Pembagian Hadis Ahad
Para ualam membagi
hadis ahad menjadi dua, yaitu masyhur dan ghair masyhur dengankan, ghair
masyhur terbagi lagi menjadi dua, yaitu aziz dan gharib.
- Hadis Masyhur
Masyhur menurut bahasa ialah la-intisyar wa az-suyu’
(sesuatu yang sudah tersebar dan popular). Adapun menurut istilah terdapat
beberap definisi, antara lain :
Hadis yang diriwayatkan dari sahabat, tetapi
bilangannya tidak mencapai ukuran bilang mutawatir, kemudian baru mutawatir
setelah sabahat dan demikian pula setelah mereka.
Hadis ini dinamakan masyhur karena telah tersebar luas
di kalangan masyarakat. Ada
ulama yang memasukkan seluruh hadis yang telah popular dalam masyarakat,
sekalipun tidak mempunyai sanad sama sekali, baik bersatatus sahih atau dhaif
ke dalam hadis mansyur.
Hadis masyhur ini ada yang status sahih, hasan, dan
dhaif. Yang dimaksud dengan hadis masyhur sahih adalah hadis masyhur yang telah
memenuhi ketentuan-ketentuan hadis sahih, baik pada sanad maupun mata-nya.

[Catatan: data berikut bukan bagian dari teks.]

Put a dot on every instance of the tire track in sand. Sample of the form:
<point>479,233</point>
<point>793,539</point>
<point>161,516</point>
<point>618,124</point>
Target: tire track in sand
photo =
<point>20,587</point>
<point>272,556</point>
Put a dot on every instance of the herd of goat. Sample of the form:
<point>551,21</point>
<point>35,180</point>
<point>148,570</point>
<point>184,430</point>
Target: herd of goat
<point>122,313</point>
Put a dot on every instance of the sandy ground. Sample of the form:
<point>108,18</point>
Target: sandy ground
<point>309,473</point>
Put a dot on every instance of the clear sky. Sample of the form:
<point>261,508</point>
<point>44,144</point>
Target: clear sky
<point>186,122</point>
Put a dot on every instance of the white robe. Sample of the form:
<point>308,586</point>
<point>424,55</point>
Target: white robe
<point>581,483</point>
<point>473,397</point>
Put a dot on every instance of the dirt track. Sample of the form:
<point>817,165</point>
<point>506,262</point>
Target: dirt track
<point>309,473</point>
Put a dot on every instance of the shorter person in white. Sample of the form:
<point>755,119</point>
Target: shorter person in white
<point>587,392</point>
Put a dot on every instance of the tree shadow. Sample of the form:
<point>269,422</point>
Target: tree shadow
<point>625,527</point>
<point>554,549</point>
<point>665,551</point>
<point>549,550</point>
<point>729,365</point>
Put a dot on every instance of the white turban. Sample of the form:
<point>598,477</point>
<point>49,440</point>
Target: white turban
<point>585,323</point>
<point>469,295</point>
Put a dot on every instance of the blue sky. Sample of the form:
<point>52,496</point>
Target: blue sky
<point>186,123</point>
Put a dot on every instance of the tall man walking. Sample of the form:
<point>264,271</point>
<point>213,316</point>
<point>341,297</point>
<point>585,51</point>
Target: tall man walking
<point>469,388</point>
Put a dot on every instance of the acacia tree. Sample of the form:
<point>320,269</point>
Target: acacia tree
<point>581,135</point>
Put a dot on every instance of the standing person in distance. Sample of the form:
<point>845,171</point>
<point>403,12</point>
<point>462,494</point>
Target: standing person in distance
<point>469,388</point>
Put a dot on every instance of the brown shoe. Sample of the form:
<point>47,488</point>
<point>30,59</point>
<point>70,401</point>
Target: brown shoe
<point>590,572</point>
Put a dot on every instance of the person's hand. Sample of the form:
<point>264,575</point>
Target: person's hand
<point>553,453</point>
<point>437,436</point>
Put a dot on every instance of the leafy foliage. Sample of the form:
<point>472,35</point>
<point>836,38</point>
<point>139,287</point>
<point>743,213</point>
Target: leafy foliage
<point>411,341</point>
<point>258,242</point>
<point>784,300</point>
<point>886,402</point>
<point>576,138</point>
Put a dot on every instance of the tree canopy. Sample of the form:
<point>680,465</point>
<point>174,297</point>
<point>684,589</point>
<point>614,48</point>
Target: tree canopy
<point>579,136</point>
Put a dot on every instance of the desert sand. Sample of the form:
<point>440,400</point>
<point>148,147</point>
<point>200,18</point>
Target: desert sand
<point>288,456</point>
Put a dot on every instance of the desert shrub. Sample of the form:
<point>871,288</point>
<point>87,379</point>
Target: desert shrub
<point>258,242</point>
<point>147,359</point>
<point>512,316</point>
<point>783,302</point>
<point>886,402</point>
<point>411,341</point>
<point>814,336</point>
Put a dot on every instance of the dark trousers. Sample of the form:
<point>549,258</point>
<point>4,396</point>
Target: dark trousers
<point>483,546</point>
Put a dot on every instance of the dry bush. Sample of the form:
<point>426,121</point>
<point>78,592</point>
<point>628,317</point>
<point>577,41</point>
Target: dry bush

Adapun yang dimaksud dengan hadis mashyur hasan adalah
hadis masyhur yang telah memenuhi ketentuan-ketentuan hadis, hasan, baik
mengenai sanad maupun matan-nya.
Adapun yang dimaksud dengan hadis masyhur dhaif adalah
hadis masyhur yang tidak memenuhi syarat-syarat hadis sahih dan hasan, baik
pada sanad maupun pada matan-nya.
Macam-macam Masyhur
Hadis masyhur dapat digolongkan dalam beberapa bagian di bawah ini :
1.
Masyhur di kalangan ahli hadis.
2.
Masyhur di kalangan ulama ahli hadis
3.
Masyhur di kalangan ulama ahli fiqih
4.
Masyhur di kalangan ulama ahli ushul fiqih
5.
Masyhur di kalangan ahli sufi
6.
Masyhur di kalagan ulama-ualam Arab
2.
Hadis Ghair Masyhur
Para ulama ahli hadis
menggolongkan hadis ghair masyhur menjadi aziz dan gharib.
- Hadis Aziz
Kata iziz berasal dari azza – ya’izzu yang berarti ia
yakadu yujadu atau qalla wanadar (sedikit atau jarang adanya) atau berasal dari
azza-nya’azzu berarti qawiya (kuat).
Hadis yang perawinya kurang dari dua orang dalam semua
thabaqat sanad. Ada
juga yang mengatakan bahwa hadis aziz adalah hadis diriwayatkan oleh dua atau
tiga orang perawi.
Dari definisi tersebut dapat disimpulkan bahwa suatu
hadis dikatakan hadis aziz bukan saja karena diriwayatkan oleh dua orang rawi
pada setiap thabaqat, yakni sejak dari thabaqat pertama sampai thabaqat
terakhir, tetapi juga bila dalam salah satu thabaqat didapati dua ornag perawi.
Contoh hadis aziz adalah :
لاَ يُؤْمِنُ أَحَدُكُمْ حَتَّى أَكُوْنَ أَحَبَّ
إِلَيْهِ مِنْ نَفْسِهِ وَوَالِدِهِ وَالنَّاسِ أَجْمَعِيْنَ. (رواه البخارى
ومسلم)
Artinya :
“Tidaklah beriman seseorang di antara kamu, hingga aku lebih dicintai
dari pada dirinya, orang tunya, anaknya, dan semua manusia”.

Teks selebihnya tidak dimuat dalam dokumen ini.